The advantage of this over the above is that the random component makes it unlikely to collide with other protocol names, even if, e.g., DNS names change hands. For normal use, the first part of the name should be adequate to provide human-readable identification, and in the event of a first-part-collision it is highly likely that the random characters will be different at the left end.
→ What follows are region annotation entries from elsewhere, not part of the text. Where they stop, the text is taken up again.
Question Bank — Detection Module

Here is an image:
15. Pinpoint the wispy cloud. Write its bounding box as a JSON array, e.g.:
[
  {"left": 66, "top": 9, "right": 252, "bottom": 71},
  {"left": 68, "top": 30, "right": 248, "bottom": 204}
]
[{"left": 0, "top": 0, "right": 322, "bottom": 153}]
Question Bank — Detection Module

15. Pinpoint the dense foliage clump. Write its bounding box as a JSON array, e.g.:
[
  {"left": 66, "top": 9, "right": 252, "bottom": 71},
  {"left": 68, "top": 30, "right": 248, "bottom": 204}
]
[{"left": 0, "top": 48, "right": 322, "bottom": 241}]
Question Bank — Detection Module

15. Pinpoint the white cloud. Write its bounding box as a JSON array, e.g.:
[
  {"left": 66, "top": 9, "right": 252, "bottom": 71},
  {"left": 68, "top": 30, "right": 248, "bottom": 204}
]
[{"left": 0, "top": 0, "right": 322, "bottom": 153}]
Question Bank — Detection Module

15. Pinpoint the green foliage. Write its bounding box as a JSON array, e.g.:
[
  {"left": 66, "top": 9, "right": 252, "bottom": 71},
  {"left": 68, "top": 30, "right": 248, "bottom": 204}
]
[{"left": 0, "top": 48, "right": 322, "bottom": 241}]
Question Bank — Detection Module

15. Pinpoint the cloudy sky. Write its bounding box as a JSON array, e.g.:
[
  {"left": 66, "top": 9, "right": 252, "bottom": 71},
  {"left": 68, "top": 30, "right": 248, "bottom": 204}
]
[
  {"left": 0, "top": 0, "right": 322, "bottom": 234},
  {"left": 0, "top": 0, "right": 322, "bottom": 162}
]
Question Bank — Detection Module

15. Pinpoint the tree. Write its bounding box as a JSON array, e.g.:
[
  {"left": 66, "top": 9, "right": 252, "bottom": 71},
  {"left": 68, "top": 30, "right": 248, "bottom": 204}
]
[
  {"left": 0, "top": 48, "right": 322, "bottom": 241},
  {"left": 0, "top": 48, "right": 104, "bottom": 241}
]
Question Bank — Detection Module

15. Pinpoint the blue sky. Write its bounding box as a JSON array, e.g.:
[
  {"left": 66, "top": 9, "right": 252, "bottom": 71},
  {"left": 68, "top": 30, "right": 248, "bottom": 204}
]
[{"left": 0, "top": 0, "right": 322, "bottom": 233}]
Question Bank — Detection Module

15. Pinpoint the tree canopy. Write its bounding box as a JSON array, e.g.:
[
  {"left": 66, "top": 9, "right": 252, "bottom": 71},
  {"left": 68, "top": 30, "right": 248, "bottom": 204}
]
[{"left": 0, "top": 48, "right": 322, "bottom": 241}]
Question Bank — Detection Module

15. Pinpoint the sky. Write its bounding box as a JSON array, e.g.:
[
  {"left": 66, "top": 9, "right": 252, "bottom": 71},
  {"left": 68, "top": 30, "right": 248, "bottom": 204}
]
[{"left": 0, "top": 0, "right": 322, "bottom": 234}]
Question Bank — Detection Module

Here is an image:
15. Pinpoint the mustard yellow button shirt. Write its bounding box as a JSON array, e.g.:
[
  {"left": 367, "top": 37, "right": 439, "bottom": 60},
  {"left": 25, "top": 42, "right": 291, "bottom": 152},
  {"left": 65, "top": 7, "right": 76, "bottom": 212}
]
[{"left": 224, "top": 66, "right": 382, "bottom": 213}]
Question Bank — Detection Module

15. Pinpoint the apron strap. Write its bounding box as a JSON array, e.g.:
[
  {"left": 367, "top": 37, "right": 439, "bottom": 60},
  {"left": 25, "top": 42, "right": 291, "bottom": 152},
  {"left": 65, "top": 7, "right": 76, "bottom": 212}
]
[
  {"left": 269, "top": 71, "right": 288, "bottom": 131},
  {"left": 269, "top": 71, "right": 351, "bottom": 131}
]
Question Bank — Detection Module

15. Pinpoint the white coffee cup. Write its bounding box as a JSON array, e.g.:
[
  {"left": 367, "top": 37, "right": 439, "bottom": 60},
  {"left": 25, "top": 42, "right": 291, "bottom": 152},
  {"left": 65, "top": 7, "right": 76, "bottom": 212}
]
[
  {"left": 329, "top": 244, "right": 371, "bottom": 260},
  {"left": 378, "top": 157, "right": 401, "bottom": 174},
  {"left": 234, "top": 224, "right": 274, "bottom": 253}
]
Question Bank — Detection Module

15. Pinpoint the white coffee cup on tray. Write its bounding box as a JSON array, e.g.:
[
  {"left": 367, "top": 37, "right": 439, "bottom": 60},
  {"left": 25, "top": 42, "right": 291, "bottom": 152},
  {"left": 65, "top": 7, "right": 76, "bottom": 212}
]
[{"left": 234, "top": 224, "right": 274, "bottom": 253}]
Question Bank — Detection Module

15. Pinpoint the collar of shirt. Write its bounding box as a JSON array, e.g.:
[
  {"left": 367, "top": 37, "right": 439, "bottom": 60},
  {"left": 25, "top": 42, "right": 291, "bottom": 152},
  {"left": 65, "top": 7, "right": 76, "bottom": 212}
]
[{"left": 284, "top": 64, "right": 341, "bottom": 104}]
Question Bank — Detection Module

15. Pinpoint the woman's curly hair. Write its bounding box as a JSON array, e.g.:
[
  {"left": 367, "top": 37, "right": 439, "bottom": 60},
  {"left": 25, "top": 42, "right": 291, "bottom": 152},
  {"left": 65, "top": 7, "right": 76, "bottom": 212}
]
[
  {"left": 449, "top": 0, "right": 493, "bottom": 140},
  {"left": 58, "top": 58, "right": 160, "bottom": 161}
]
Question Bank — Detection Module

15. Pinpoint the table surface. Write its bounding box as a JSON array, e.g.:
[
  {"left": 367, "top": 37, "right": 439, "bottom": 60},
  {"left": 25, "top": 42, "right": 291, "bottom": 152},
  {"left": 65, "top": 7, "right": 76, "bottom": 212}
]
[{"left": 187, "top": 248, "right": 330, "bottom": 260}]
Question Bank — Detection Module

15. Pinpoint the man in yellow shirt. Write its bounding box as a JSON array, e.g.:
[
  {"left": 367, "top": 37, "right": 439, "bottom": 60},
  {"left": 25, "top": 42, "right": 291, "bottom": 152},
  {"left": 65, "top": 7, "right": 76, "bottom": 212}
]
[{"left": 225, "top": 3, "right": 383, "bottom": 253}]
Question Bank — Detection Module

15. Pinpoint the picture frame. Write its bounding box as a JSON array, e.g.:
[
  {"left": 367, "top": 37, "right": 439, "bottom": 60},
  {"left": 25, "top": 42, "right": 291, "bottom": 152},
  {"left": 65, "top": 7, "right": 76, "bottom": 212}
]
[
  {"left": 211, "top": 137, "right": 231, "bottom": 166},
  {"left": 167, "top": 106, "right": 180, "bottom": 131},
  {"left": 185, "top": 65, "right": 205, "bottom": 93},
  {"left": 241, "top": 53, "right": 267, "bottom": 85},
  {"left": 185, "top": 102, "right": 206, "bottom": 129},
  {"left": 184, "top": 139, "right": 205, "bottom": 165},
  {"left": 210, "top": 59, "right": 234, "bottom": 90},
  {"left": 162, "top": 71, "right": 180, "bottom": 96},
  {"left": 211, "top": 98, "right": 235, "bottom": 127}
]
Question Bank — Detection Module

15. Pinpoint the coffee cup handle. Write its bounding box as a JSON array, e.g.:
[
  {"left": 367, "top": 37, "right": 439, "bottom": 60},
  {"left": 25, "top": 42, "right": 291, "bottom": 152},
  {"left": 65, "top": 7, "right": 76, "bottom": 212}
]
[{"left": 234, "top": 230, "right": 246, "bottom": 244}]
Later note: This style of naming corresponds to a concept I'm calling “Token” these days — an PassByCopy object which has a static random component and a human-readable component, and prints only as the human-readable component — they would be used for all 'enumeration type' purposes. —Kevin Reid 09:12, 6 May 2010 (CDT)

Of course, no matter what the name scheme, it is trivial to deliberately create a "collision", but this does not matter as it is always an alleged type and the object can misbehave any way it likes no matter what protocols it claims to support.


Not addressed

Means of finding authoritative documentation of a protocol.